During her absence from the stage, she worked on some indie film projects and, through an agent in New Mexico, read a couple of times for Breaking Bad. She also had a plum role in the series In Plain Sight.

As for the role of Babbage, she says, "We were taught at UNC you've really got to pay attention to the words; the playwright chose certain words for a reason and there are clues all through the script. I go through the script and mark it a lot. I tend to start there. And keeping it active -- in every scene you have to figure out what you're fighting for or trying to do and how you're going to get there. Finding the character always feels like it just comes out of that. I have friends who start work on a part from the outside in; I think I'm more inside out. There's a little channel and if you open up to it everything you need is there."
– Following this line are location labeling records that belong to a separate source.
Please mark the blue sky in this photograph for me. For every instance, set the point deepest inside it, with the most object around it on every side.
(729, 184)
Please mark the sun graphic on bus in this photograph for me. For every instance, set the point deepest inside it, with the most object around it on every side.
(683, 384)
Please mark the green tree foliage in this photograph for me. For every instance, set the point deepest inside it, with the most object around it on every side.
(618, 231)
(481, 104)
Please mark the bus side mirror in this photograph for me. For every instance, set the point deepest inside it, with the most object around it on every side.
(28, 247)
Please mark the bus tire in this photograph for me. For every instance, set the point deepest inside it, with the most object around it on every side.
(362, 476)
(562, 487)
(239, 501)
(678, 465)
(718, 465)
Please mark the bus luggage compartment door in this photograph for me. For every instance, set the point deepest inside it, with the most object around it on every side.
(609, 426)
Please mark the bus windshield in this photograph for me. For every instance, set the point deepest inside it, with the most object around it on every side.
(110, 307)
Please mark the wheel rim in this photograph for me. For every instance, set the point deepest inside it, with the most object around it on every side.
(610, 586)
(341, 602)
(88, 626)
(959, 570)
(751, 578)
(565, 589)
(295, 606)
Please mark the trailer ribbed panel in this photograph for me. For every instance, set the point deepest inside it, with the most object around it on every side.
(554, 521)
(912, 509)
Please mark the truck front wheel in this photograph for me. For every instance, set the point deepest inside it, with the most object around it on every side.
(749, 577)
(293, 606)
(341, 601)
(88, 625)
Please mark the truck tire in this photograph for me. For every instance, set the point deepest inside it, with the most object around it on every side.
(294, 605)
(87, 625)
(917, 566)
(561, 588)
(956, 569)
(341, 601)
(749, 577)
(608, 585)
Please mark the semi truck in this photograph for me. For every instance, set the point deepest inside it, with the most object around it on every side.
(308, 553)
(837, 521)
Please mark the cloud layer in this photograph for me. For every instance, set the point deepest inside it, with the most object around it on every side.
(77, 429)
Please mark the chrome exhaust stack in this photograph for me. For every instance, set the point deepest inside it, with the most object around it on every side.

There's so much there that her four-year absence from the stage "feels like only a year or two," she says. "I'm enjoying Ghost-Writer so much. And remembering all the reasons I wanted to do theater to begin with." Ghost-Writer runs from Friday, February 1 through February 16 at the Dairy Center for the Arts, 2590 Walnut Street in Boulder. For ticket information, call 888-512-7469 or go to www.boulderensembletheatre.org.